Fremont County football fans remember the name, Abraham Thomas. In fact, non-football fans likely remember Abe.
Thomas had a big impact on the community. A menacing defensive tackle for RHS, yes, but off the field a humble, kind person, who went out of his way to help others.
In the late 1990’s Thomas attended St. Stephens Indian High School. At that time, the Eagles did not have a football team. That was a blessing for Riverton High School, as he became eligible to play for the Wolverines. Thomas helped the Wolverines win state championships, he was picked as an “All-Stater” in 1999, and ultimately received a scholarship offer to play college football.
“Long story short, it didn’t work out for me,” said Thomas about his potential college experience. “I went back home to the Reservation, but nothing was going there for me. I moved to Utah in 2005 because I felt in order to better my life, I needed to move away.”

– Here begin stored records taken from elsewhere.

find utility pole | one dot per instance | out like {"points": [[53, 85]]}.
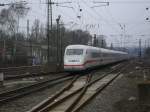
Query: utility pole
{"points": [[140, 52], [29, 38], [58, 41], [49, 26]]}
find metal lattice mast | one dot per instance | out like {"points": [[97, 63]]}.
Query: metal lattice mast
{"points": [[49, 27]]}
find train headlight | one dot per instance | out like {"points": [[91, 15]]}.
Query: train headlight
{"points": [[74, 60]]}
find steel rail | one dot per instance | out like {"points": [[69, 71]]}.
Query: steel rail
{"points": [[51, 103], [19, 92]]}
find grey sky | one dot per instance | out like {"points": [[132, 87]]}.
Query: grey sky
{"points": [[104, 20]]}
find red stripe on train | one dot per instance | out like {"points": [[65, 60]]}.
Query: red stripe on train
{"points": [[89, 61]]}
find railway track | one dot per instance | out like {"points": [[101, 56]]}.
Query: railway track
{"points": [[76, 94], [26, 75], [19, 92]]}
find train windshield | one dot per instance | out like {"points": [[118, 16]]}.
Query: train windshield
{"points": [[74, 52]]}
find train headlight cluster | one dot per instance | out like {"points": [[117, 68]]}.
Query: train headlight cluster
{"points": [[74, 60]]}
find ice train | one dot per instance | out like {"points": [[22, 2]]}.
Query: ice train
{"points": [[82, 57]]}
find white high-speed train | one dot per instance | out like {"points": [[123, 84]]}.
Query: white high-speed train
{"points": [[82, 57]]}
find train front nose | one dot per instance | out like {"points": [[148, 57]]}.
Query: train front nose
{"points": [[73, 64]]}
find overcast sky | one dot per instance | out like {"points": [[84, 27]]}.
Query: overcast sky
{"points": [[102, 20]]}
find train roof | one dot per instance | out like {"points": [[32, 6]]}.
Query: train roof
{"points": [[96, 48]]}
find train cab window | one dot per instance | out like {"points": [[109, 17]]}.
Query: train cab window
{"points": [[74, 52]]}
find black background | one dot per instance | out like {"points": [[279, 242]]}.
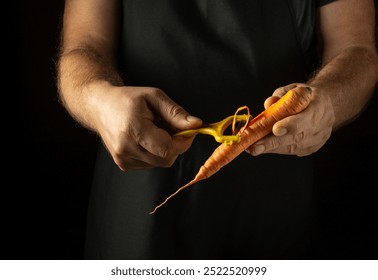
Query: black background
{"points": [[50, 158]]}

The process of a “better life” took its time for Abe. “I went homeless for about three months. I found a job to provide for myself and found a place to live. I bounced around from job to job many times and I wanted to go back home, but there was nothing for me there. I did a lot of growing up and met my wife while doing so. We now have four beautiful kids.”
Thomas is still in Utah, raising his family, and working hard to support them. He works full time at Costco, but focuses on his true passion, music, when he can. “I’ve been pursuing music on and off for about 12 years now. I’m more motivated than ever to go all-in, but financially, I can’t. It’s a long process sometimes, but I get it done. I do my music part-time because of my job and I hope someday to do it full-time.”

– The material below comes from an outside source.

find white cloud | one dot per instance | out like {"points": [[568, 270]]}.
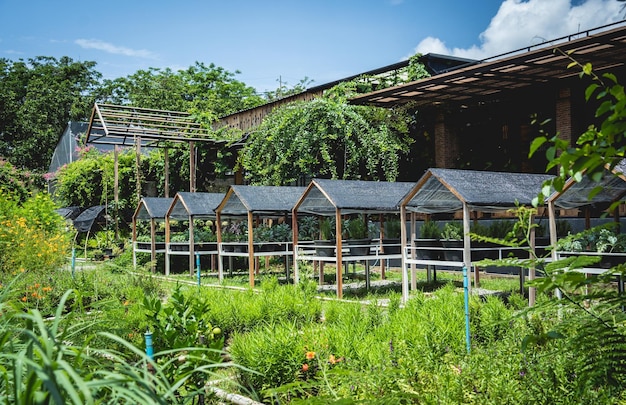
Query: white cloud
{"points": [[521, 23], [110, 48]]}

His re-dedication to music in 2018 has helped him cope with perhaps the darkest chapter of his life. Last year, Abraham was diagnosed with anxiety and depression. “I was in a very dark place with my life and almost committed suicide. I wasn’t successful in doing so, and I’m so grateful I’m still here.” He wound up seeking help and learned of his anxiety and depression, and how to fight it. “I like to call it fighting with depression, because I feel that the more I fight, the more I heal. My friends and family would ask what they could do to help, I told them to just love me. Letting someone know that you care for them can help in a lot of ways.”
The fight led Thomas to create a new song. “Love Me Today” was written as a piece of Abe’s journey to where he is now, and a message of hope to anyone needing one.

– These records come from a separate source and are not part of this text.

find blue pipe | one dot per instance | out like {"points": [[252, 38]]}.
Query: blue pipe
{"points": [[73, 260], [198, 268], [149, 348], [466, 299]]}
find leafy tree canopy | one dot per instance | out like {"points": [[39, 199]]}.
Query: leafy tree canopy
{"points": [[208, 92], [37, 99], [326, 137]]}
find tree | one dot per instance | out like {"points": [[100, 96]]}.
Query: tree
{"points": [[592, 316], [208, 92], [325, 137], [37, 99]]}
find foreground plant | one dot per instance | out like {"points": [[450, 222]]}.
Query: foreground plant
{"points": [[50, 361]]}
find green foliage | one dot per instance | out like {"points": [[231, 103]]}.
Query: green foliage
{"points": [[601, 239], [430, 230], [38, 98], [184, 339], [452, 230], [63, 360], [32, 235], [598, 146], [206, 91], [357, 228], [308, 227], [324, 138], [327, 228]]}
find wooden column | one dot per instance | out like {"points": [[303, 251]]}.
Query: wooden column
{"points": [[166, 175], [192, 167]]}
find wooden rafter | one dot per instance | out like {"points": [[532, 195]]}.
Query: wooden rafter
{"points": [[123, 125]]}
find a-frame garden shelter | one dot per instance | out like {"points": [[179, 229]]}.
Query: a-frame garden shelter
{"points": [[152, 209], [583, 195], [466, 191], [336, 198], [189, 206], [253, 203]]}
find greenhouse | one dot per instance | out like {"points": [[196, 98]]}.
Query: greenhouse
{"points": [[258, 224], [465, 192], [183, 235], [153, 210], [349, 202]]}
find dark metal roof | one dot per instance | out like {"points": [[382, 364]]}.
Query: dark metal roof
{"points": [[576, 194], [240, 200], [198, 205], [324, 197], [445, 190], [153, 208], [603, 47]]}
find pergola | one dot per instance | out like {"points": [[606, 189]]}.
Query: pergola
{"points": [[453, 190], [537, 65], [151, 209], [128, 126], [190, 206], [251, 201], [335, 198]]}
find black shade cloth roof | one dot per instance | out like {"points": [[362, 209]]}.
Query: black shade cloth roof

“The song was prompted from that time in my life. I’m not looking to get famous or to be rich from this song, but only to share a message for my people back home and to tell them to find how important they are for themselves and for others around them. I want this song to reach so many people not only at home but around the world.”
Thomas said he hopes the message helps others that are stuck “in darkness.” He encouraged everyone to, “Share your feelings, live life, and love life.